Faoro foi assim um admirável lutador pela restauração democrática, que, já doente, recebeu em casa a visita do presidente eleito, Luiz Inácio Lula da Silva, com o objetivo de lhe agradecer pessoalmente o apoio recebido durante a campanha eleitoral.
Infelizmente, suas condições de saúde não mais lhe permitiram estar em Brasília no dia da posse do seu candidato.
Instado por Evandro Lins e Silva, Josué Montello, Celso Furtado, Afonso Arinos e Alberto Venancio, elegeu-se para a ABL, no dia 23 de novembro do ano 2000. Três vezes e por quase dois anos, recomendações médicas adiaram a sua posse. Terminou se empossando, solenemente, já com a saúde abalada, dia 17 de setembro de 2002.

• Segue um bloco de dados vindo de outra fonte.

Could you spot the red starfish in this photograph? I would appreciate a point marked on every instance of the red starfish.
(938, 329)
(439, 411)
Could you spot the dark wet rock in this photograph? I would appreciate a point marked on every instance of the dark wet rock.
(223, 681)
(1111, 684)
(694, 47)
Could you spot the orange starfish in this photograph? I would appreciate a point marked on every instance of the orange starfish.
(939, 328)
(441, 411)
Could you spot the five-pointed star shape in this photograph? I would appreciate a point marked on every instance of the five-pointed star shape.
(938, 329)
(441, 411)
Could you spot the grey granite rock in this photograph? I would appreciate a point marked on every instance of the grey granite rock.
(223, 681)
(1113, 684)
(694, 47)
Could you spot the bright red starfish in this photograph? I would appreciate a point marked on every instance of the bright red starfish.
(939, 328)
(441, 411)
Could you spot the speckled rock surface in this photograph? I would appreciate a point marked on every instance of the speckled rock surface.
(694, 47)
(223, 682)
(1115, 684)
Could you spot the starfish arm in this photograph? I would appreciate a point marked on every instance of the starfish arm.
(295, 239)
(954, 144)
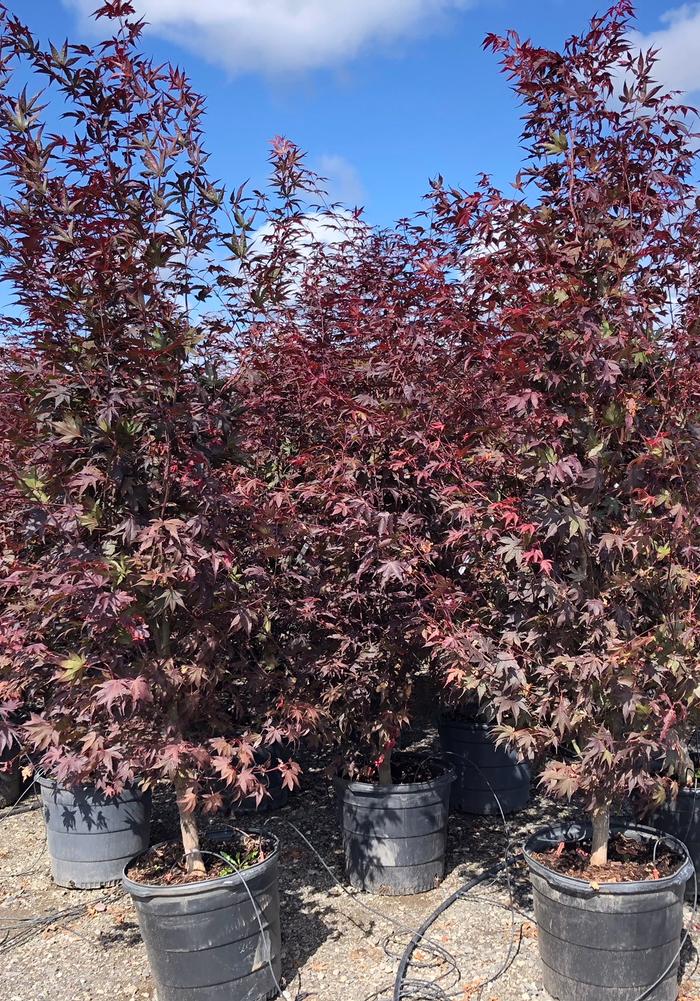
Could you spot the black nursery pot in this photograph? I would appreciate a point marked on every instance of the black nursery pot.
(484, 771)
(10, 779)
(395, 837)
(92, 836)
(681, 819)
(203, 939)
(615, 943)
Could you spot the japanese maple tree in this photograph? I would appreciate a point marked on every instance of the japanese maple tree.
(357, 402)
(587, 633)
(136, 566)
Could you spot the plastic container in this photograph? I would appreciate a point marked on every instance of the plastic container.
(203, 939)
(611, 943)
(395, 837)
(91, 837)
(484, 771)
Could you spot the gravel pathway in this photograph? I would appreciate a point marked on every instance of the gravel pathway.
(333, 949)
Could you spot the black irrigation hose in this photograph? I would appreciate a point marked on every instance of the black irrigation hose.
(399, 986)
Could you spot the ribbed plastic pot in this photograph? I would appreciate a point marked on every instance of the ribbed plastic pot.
(203, 939)
(10, 780)
(90, 836)
(613, 943)
(681, 819)
(484, 771)
(395, 837)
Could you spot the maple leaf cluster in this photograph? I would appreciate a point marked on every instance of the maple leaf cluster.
(264, 486)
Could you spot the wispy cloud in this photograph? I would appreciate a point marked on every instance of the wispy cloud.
(341, 179)
(286, 35)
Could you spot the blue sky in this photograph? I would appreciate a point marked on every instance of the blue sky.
(382, 93)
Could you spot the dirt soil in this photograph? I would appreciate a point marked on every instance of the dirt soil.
(164, 865)
(629, 861)
(84, 945)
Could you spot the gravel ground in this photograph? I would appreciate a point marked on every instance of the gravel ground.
(333, 949)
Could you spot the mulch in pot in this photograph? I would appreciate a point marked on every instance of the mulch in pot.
(164, 865)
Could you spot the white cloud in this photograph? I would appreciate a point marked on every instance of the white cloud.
(679, 44)
(282, 35)
(341, 179)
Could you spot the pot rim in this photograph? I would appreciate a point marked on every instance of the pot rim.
(583, 887)
(447, 776)
(144, 890)
(46, 782)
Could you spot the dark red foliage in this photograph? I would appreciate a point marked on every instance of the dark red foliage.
(361, 396)
(136, 568)
(587, 587)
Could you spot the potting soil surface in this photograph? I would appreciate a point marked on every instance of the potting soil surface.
(81, 945)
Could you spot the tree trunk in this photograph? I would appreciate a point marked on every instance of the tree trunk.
(601, 835)
(385, 769)
(188, 831)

Esse gaúcho da cidade de Vacaria, alto e míope, simples, afável e modesto, que se proclamava ''um carioca, por decurso de prazo'', foi um jurista que deu prosseguimento na ABL a uma linhagem de ilustres jurisconsultos, de Rui Barbosa a Evandro Lins e Silva.
Nesta comovida evocação de Faoro e da lição de sua vida, devemos reconhecer que, após sete meses de muito sofrimento e de várias internações em UTI - escravizado a um respiradouro artificial - Raymundo Faoro morreu em conseqüência de um enfisema pulmonar crônico, com o qual conviveu estoicamente.
Ao longo destes últimos sete meses, seu estado clínico agravou-se sempre, com intermitências de ligeiras melhoras, até chegar ao desenlace. Como se fosse um discípulo de Zenon, na doutrina do Pórtico, teve espírito firme e panteísta para enfrentar uma sofrida enfermidade. Seu panteísmo identificava o mundo como uma penosa realidade subordinada ao processo de Deus, segundo a ética latinista de Baruch Spinoza.
De Faoro e dos seus 78 anos de vida, completados no último dia 27 de abril e vividos com dignidade, compostura e decência, restou-nos para sempre a imagem de um homem de bem, de um advogado correto, de um sociólogo competente, de um historiógrafo dedicado, um cientista, um jornalista e um pensador leal aos seus ideais de socialismo democrático.
Ele foi um paladino da Ética e uma das nossas poucas referências unânimes, em toda a História brasileira.
Foi também um homem que marcou toda a sua vida por uma enorme coragem e uma grande coerência, fiel aos seus princípios políticos e ideológicos, pelos quais pagou um altíssimo tributo.
Deixou um magnífico exemplo de honestidade - uma mercadoria que, infelizmente, anda cada vez mais escassa na paisagem brasileira, marcada por tantas CPIs e por tantas corrupções.
Possuía uma inesgotável disposição de trabalhar, uma inexcedível vontade de escrever e um juvenil amor pela vida, que lhe transcorreu bravamente - inclusive no enfrentamento do regime militar -, como se fosse um novo Dom Quixote, um cavaleiro andante, cervantino e fidalgo, romântico, nobre e sonhador, nas suas lutas contra os moinhos do Poder.
Dir-se-ia até um personagem ulissiano de Joyce, que tentava transformar em realidades concretas as suas utopias socialistas. Com essas utopias, nasceu. Com elas, viveu. Por elas, lutou. E, com elas, morreu.